Putin's macho image and cult status
Putin is perceived as a powerful leader who can bring Russia back to its days of former glory. He has attained a cult status due to his macho public image associated with his interest in sports, motorcycles, wild animals and martial arts.
Russian media reports
Russian media: UK can't resist the Putin calendar
Russia's state-run RIA news agency claimed that "the calendar caused great excitement among local residents."
Russian newspaper Izvestia's website wrote, "There are no calendars anymore.
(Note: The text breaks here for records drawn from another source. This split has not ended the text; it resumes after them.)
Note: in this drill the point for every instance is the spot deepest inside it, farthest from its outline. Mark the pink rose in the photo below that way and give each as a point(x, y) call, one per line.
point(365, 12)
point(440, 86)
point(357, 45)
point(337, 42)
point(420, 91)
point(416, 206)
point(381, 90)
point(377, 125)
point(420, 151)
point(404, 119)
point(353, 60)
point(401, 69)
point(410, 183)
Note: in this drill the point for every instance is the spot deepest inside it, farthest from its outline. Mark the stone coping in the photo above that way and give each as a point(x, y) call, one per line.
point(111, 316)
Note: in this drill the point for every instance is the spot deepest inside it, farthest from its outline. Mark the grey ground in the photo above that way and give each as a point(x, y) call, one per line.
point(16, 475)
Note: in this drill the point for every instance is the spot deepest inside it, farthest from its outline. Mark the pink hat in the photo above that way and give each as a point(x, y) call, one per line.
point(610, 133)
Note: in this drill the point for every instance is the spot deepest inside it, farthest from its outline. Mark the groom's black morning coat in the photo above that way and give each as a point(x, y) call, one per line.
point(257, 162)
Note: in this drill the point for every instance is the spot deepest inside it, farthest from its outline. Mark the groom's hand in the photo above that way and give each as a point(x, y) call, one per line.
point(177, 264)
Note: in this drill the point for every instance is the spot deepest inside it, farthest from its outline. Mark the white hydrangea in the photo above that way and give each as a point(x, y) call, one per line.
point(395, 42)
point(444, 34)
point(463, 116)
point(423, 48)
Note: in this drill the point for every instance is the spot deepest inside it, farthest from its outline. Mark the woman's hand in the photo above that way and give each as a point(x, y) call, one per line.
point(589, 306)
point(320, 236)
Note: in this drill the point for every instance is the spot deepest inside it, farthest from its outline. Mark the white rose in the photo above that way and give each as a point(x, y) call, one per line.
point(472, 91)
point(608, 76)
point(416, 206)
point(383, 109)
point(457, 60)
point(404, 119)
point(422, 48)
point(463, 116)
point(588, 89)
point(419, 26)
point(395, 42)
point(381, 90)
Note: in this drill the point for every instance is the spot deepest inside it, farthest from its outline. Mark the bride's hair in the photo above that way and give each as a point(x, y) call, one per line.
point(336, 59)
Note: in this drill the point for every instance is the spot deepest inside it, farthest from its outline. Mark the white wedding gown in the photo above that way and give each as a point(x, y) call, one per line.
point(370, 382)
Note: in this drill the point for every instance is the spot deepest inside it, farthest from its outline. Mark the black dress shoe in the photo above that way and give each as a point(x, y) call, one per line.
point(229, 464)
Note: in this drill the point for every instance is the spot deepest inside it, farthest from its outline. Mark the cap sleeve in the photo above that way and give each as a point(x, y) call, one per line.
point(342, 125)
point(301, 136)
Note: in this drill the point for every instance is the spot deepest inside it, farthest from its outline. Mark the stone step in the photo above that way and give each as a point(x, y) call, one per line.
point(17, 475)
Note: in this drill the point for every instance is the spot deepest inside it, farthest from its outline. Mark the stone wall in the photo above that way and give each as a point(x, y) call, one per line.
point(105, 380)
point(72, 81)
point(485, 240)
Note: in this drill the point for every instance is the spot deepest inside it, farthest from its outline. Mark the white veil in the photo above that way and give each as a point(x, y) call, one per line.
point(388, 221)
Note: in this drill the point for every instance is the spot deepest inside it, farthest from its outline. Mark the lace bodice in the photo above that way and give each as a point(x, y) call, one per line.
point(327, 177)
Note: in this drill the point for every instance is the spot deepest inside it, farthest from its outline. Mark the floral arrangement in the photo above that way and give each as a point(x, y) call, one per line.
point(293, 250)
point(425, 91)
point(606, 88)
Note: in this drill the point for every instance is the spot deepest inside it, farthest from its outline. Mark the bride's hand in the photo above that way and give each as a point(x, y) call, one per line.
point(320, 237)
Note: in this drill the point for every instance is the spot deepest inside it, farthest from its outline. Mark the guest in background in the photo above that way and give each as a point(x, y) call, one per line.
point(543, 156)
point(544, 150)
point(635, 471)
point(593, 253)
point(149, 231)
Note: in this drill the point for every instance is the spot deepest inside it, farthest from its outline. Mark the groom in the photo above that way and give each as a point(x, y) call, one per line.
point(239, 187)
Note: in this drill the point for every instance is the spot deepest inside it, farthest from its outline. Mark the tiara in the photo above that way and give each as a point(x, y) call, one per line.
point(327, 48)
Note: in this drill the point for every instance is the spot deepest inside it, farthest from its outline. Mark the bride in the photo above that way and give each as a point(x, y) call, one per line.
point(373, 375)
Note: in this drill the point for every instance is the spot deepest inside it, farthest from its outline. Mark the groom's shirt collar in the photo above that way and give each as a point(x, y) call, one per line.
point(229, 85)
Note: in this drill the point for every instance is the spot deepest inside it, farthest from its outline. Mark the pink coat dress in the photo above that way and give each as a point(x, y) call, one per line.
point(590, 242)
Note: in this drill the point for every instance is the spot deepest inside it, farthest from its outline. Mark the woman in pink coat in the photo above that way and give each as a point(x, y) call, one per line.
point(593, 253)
They were all bought out in just a few hours."
The Putin calendar is "suddenly fashionable" in the UK, it adds.
Moscow's TV5 reported, "Reviewers of the merchandise are in awe of the Russian president's way of life."
British media reports
'Vladimir Poutin': How the UK media covered the Putin calendar
As opposed to Russian media coverage which focused on how Britons love the calendar, British media in its characteristic style, poked fun at it.
The Daily Star termed it "hilarious" and called the Russian president 'Vladimir Poutin'.
The Sun took a jibe at how the calendar was being marketed as a "great gift" and a "valuable collectible."
Is Russian media playing the fake news game?
None of the marketplaces selling Putin calendars, including Amazon and eBay are based in the UK. In fact, its largest seller is based in Russia itself.
While they have sold hundreds of copies, there is no definitive proof that all/most of the customers are Britons.
Moreover, Russian media has misquoted Daily Mirror as stating that Britons bought all the calendars.
Is this fake news?
Critic: Russia needs to get over its 'inferiority complex'
Russian journalist Alexey Kovalev writes, "We really have to do something with this mass inferiority complex, you can't want praise from foreigners so desperately and make it up if you're not praised."
Kovalev points to the fact that the source does not mention that the calendars were selling like hotcakes.
"It is an invention of the 'vatnie' (pro-Kremlin) cotton-woollen chroniclers," he adds.